# pyrifreg
A Python package for Recentered Influence Function (RIF) regression analysis. Provides tools for analyzing distributional effects in econometrics and data science applications.
## Installation
You can install the package using pip:
```bash
pip install pyrifreg
```
## Features
- Implementation of Recentered Influence Function (RIF) regression
- Support for various distributional statistics (mean, quantiles, variance, gini, etc.)

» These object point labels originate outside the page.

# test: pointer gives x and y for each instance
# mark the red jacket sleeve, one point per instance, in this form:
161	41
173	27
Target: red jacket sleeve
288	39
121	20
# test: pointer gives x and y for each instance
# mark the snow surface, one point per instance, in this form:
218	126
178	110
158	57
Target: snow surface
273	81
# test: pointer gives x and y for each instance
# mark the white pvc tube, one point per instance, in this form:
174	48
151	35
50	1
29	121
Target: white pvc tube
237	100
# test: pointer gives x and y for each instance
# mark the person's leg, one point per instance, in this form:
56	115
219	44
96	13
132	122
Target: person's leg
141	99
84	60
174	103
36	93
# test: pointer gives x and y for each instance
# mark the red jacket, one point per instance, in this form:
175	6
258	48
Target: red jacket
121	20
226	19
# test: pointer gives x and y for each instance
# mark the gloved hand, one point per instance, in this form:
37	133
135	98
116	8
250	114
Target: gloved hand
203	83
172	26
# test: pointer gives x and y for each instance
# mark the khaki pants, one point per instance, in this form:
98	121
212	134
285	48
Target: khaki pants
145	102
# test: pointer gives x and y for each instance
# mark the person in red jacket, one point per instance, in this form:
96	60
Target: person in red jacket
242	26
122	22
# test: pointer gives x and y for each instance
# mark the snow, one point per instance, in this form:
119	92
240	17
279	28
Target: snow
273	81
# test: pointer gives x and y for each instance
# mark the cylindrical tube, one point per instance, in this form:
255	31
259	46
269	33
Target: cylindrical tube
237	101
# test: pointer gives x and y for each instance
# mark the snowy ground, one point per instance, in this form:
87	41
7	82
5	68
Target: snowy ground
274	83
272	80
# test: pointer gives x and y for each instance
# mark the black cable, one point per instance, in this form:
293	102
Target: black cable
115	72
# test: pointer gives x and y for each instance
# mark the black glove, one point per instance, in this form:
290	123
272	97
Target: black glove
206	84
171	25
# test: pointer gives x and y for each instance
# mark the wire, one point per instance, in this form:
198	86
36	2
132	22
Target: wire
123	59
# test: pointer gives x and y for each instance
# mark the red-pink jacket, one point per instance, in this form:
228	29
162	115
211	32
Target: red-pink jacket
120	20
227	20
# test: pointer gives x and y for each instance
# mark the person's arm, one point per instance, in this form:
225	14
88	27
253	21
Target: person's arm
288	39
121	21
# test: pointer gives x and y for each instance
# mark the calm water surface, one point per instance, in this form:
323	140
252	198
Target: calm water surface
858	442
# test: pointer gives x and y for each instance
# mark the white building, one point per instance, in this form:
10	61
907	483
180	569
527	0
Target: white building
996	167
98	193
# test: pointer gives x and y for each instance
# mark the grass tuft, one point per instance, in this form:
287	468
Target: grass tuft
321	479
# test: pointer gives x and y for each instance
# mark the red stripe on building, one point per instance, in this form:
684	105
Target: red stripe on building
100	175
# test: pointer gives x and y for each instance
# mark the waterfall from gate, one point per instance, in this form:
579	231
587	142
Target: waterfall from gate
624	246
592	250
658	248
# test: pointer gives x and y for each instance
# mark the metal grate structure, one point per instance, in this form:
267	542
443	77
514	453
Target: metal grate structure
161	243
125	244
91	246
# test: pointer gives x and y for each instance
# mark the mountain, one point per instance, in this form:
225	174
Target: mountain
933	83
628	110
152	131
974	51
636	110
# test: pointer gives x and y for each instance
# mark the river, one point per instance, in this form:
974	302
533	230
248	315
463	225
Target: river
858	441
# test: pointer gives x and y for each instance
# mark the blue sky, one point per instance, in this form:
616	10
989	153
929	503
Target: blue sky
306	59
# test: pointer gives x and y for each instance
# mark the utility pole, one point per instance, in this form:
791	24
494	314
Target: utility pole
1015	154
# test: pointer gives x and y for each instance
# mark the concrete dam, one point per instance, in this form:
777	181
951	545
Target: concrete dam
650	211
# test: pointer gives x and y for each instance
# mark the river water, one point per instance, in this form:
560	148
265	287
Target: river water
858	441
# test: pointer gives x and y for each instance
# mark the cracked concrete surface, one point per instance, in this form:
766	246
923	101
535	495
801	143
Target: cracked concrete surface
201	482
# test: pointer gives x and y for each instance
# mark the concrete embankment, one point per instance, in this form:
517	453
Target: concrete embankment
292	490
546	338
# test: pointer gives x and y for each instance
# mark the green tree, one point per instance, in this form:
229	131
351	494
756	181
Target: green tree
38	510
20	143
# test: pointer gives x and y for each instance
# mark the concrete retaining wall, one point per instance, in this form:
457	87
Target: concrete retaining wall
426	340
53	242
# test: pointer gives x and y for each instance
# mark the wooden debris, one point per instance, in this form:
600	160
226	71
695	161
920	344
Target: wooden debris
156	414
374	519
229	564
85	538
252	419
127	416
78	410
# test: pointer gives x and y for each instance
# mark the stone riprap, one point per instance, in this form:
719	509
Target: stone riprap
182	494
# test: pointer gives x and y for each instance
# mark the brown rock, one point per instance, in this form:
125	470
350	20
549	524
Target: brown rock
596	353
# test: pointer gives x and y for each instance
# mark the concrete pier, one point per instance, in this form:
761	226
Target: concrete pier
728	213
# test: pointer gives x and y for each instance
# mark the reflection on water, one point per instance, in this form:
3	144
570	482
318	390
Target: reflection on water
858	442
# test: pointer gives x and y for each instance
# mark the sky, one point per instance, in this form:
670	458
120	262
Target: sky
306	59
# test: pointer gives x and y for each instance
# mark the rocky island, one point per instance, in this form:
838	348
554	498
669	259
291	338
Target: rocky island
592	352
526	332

- Easy-to-use API for regression analysis
- Integration with pandas and scikit-learn
## Quick Start
```python
import numpy as np
import pandas as pd
from pyrifreg import RIFRegression
# Create sample data
X = np.random.randn(1000, 2)
y = np.random.randn(1000)
# Initialize and fit RIF regression
median_rif = RIFRegression(statistic='quantile', q=0.5)
median_rif.fit(X, y)
# Get regression results
results = median_rif.summary()
print(results)
```
You can find more examples in [example.py](https://github.com/vyasenov/pyrifreg/blob/main/example.py).
## Examples
You can find detailed usage examples in the `examples/` directory.
## Background
### From Conditional to Unconditional Effects
Many regression models focus on *conditional* statistics like:
$$
\mathbb{E}[Y \mid X = x]
$$
or conditional quantiles
$$
Q_\tau(Y \mid X = x).
$$
But policy questions often require understanding how a variable like education or income influences the *entire* distribution of an outcome, not just its mean or conditional parts. For example:
* How would expanding access to college change the 90th percentile of the wage distribution?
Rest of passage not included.